“Romagna mia, Romagna in fiore, tu sei la stella, tu sei l’amore…”. Per quanto lontano ci si collochi, quanto a gusti musicali, dal noto classico folk, tormentone delle vecchie serate di liscio, il pezzo resta nel cuore e trasmette allegria; esso rimanda a visioni di balli nei cortili delle fattorie dopo il raccolto, bicchieri di vino che si levano frequenti, donne con le rosse gote e la vitalità femminile più generosa d’Italia, uomini la cui vigoria divenne il manifesto del Duce, che ne fece un marchio prima portato a esempio, poi disprezzato e irriso.

E che dire della riviera, oggetto di nostalgiche risonanze felliniane, di richiami ai vitelloni e alle vichinghe in cerca del calor latino, ma pure simbolo delle vacanze a buon mercato per famigliole prima, poi imitazione di una casereccia Ibiza?

Ci fermiamo qui, perché l’amarcord è miglior appannaggio di altri. Noi iniziamo dal gennaio 1970, un inverno a Cesena, ora agglutinata alla provincia di Forlì, in cui nacque un bambino magro e vispo, di nome Marco. Papà Ferdinando “Paolo” e la moglie Tonina, da Cesenatico, sono una coppia conosciuta nella cittadina, lei vende le piadine sul lungomare e tutti vanno in bici, ovviamente. Qui nasce la prima leggenda, secondo cui il figlio ragazzino avrebbe “gareggiato” la prima volta, con gli amichetti, su un velocipede da donna sottratto alla madre, che poi lavava nella vasca da bagno, con l’affetto riservato a un cane di famiglia. E si svela che, nonostante o forse proprio perché nato in pianura, il futuro campione ama le salite, ne è stimolato, eccitato, le cerca, le scorge anche camminando a caccia col papà e se le segna per la sfida successiva in solitario, in attesa della sua occasione.

Gli esordi, le peripezie per arrivare al top, gli incidenti su strada, prima e dopo la notorietà ( uno sembrò averlo tagliato fuori dalle corse, ma i medici  e la sua volontà di ferro lo rimisero in pista), tutto è stato detto. Mingherlino, adatto alle gare di fatica pura, look da “pirata”, bandana e orecchini, col quale fu rinominato dalla stampa,  Marco fa rivivere i fasti del passato: unico italiano, dopo Fausto Coppi, a guadagnare Giro e Tour nello stesso anno, ma senza un suo Bartali per far ricamare i giornalisti, né particolari dame al suo fianco, a parte la nordica Christina, sparita quando la fortuna girò le spalle ( secondo alcuni, la ragazza abortì volontariamente e Marco ne fu ferito profondamente, fonte gossipetv.com). 

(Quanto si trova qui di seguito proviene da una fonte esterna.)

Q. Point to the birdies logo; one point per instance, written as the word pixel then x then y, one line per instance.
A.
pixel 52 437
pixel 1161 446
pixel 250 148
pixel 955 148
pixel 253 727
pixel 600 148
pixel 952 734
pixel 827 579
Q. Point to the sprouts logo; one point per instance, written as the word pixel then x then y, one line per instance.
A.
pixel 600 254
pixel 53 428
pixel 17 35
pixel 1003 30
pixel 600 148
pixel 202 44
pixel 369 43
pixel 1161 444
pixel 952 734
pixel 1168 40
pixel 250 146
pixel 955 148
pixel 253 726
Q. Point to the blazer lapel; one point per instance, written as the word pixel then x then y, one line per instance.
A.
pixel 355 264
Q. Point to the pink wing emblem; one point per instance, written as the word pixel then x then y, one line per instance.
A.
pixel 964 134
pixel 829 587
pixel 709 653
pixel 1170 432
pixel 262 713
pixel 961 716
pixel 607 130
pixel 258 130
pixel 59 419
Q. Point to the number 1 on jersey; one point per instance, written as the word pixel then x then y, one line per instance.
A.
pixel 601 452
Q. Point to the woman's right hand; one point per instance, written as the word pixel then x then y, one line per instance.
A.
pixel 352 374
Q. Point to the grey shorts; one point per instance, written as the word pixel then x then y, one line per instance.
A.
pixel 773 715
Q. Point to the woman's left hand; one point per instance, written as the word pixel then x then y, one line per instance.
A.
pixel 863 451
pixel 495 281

Il re è solo, non ha un caro nemico, né una donna per sostenerlo: babbo e mamma, oltre a una sorella che non compare mai in scena, se lo vedono sfuggire dalle mani e assistono impotenti al dramma, che culminerà nella morte, datata ufficialmente in un triste San Valentino del 2004.

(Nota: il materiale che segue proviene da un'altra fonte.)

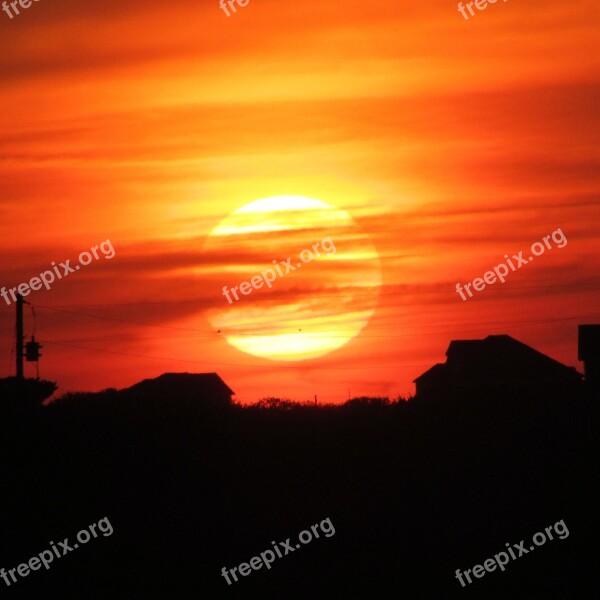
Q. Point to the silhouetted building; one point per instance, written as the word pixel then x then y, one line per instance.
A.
pixel 497 365
pixel 208 388
pixel 589 353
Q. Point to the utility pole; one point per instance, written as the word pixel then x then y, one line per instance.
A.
pixel 20 337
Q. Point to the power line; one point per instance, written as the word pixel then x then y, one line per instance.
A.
pixel 210 333
pixel 267 366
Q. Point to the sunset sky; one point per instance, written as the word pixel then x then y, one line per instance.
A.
pixel 440 144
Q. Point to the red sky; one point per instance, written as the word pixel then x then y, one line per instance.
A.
pixel 448 142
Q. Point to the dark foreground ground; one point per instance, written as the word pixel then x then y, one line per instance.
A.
pixel 413 491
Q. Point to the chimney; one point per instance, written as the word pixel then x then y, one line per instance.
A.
pixel 589 353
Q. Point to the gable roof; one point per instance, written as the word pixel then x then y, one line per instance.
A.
pixel 185 383
pixel 493 356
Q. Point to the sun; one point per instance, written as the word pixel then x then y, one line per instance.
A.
pixel 300 279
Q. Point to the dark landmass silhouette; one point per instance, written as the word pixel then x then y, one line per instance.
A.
pixel 499 443
pixel 415 490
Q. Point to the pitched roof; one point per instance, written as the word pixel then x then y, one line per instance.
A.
pixel 205 383
pixel 496 355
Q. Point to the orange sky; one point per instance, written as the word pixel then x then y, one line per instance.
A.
pixel 449 143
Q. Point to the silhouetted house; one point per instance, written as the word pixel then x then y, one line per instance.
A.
pixel 203 389
pixel 589 353
pixel 496 366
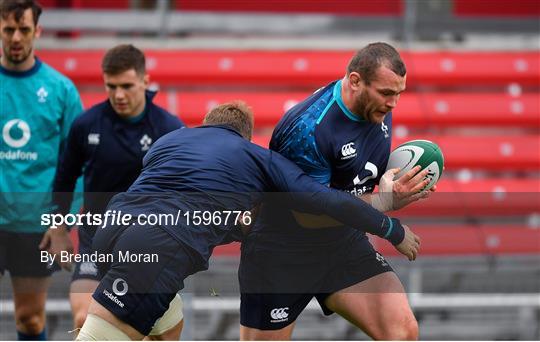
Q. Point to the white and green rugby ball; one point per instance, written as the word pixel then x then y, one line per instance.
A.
pixel 418 152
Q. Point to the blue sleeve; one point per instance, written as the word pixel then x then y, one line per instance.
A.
pixel 72 109
pixel 70 165
pixel 301 192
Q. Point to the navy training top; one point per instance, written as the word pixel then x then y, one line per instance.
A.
pixel 110 149
pixel 214 169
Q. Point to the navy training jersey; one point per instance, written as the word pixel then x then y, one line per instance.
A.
pixel 214 169
pixel 334 146
pixel 110 149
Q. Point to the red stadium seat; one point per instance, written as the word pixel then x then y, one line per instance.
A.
pixel 498 153
pixel 497 8
pixel 471 239
pixel 308 69
pixel 343 7
pixel 479 197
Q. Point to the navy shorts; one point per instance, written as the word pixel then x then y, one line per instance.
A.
pixel 276 285
pixel 21 256
pixel 139 290
pixel 86 269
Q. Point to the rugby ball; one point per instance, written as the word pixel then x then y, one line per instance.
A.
pixel 418 152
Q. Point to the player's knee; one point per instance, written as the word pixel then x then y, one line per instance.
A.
pixel 406 330
pixel 31 323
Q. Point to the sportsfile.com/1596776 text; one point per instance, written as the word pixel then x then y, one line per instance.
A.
pixel 113 217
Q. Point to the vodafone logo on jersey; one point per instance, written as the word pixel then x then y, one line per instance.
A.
pixel 12 137
pixel 16 134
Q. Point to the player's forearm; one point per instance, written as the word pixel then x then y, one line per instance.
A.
pixel 352 212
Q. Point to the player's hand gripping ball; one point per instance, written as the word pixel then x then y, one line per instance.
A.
pixel 418 152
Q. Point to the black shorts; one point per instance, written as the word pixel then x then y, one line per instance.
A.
pixel 276 286
pixel 21 256
pixel 139 292
pixel 85 269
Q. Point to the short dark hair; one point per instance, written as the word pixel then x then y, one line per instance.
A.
pixel 236 114
pixel 123 58
pixel 18 7
pixel 367 60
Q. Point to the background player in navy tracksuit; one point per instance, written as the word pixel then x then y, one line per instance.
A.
pixel 341 136
pixel 107 143
pixel 212 168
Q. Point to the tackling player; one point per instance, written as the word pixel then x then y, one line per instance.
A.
pixel 213 168
pixel 38 105
pixel 341 136
pixel 109 142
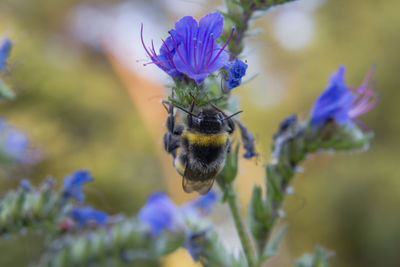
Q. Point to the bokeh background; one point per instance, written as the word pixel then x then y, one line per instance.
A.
pixel 86 101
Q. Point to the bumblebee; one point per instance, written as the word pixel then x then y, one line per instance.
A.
pixel 203 143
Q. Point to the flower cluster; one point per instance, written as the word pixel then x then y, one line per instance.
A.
pixel 161 213
pixel 341 103
pixel 73 185
pixel 236 70
pixel 14 144
pixel 192 50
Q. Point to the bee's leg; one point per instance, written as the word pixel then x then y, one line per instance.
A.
pixel 247 140
pixel 228 146
pixel 172 137
pixel 231 126
pixel 190 118
pixel 171 143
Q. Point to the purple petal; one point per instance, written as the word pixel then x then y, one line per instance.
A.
pixel 212 23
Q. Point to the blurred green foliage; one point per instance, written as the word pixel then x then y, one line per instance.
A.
pixel 72 105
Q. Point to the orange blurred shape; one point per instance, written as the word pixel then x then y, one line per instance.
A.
pixel 180 258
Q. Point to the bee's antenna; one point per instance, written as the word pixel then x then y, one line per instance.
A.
pixel 188 112
pixel 234 114
pixel 218 109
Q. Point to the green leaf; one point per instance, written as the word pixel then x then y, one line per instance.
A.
pixel 272 247
pixel 259 218
pixel 274 182
pixel 319 259
pixel 229 172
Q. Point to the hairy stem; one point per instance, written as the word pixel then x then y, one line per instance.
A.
pixel 240 227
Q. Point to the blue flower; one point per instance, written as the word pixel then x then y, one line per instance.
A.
pixel 85 215
pixel 160 213
pixel 236 70
pixel 342 103
pixel 73 184
pixel 191 48
pixel 5 48
pixel 13 143
pixel 25 184
pixel 201 205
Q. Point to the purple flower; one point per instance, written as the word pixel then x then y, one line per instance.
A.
pixel 5 48
pixel 342 103
pixel 201 205
pixel 85 215
pixel 191 48
pixel 73 184
pixel 161 213
pixel 13 143
pixel 236 70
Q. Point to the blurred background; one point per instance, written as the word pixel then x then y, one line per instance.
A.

Negli ultimi anni la sua figura è tornata alla ribalta da quando, nel 2014 circa, parve verificarsi un ritorno di fiamma giudiziario, dopo il nulla di fatto iniziale, e nonostante le invocazioni di Tonina, che gridò la sua rabbia ai funerali e non ha mai smesso di chiedere, col marito Paolo, la riapertura delle indagini.

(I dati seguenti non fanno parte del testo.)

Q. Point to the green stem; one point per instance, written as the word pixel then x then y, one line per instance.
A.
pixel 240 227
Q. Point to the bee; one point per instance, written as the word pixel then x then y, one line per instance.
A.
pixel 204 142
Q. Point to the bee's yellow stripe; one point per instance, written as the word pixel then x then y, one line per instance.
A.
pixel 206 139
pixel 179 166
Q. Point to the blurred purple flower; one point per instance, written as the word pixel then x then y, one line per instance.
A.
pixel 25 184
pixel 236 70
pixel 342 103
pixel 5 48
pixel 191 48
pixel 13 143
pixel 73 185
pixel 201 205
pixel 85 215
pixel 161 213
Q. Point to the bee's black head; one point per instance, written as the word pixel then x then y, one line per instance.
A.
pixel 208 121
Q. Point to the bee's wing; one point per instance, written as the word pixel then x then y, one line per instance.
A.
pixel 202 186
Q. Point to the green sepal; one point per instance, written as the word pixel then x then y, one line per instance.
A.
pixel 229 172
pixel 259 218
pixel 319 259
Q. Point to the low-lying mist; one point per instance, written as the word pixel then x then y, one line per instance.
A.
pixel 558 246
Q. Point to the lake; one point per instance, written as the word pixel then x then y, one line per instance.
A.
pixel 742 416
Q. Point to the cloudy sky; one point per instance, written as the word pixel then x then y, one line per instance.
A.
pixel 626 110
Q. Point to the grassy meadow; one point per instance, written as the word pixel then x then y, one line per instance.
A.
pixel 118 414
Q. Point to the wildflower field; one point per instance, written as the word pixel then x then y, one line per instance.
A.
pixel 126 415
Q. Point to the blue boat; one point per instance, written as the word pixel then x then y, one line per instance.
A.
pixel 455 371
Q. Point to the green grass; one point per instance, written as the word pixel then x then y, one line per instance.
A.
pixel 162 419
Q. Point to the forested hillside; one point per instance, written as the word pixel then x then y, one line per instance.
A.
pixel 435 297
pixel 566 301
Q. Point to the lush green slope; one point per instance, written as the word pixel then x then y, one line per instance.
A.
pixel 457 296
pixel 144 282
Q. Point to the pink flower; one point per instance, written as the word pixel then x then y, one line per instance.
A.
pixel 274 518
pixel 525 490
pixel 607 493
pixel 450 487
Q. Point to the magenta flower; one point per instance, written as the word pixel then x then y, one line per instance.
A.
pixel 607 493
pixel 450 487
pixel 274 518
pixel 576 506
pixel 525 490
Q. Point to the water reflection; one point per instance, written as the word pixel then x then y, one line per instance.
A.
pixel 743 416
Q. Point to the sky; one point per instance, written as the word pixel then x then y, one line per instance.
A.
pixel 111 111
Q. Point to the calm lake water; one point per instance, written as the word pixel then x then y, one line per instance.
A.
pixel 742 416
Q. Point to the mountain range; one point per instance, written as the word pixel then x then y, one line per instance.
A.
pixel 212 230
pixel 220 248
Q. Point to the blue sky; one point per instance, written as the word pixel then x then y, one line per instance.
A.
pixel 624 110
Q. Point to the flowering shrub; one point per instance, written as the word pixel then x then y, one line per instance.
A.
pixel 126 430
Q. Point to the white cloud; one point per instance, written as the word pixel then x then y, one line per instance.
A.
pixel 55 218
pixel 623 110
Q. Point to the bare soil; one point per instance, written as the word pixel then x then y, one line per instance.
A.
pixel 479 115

Occorre un breve riassunto, prima del bagno di sangue che attende chi mette le mani in questa articolatissima e triste vicenda.

Marco è sugli scudi, dopo il doppio alloro conquistato nel 1998, tutto par viaggiare col vento in poppa, carriera, amore, guadagni, popolarità alle stelle, fino alla tappa di Madonna di Campiglio/Aprica, il 4 giugno 1999. Ci svegliammo, il giorno dopo, sull’onda del clamore di quella discesa agli inferi: Pantani positivo al doping, lascia il giro, scandalo.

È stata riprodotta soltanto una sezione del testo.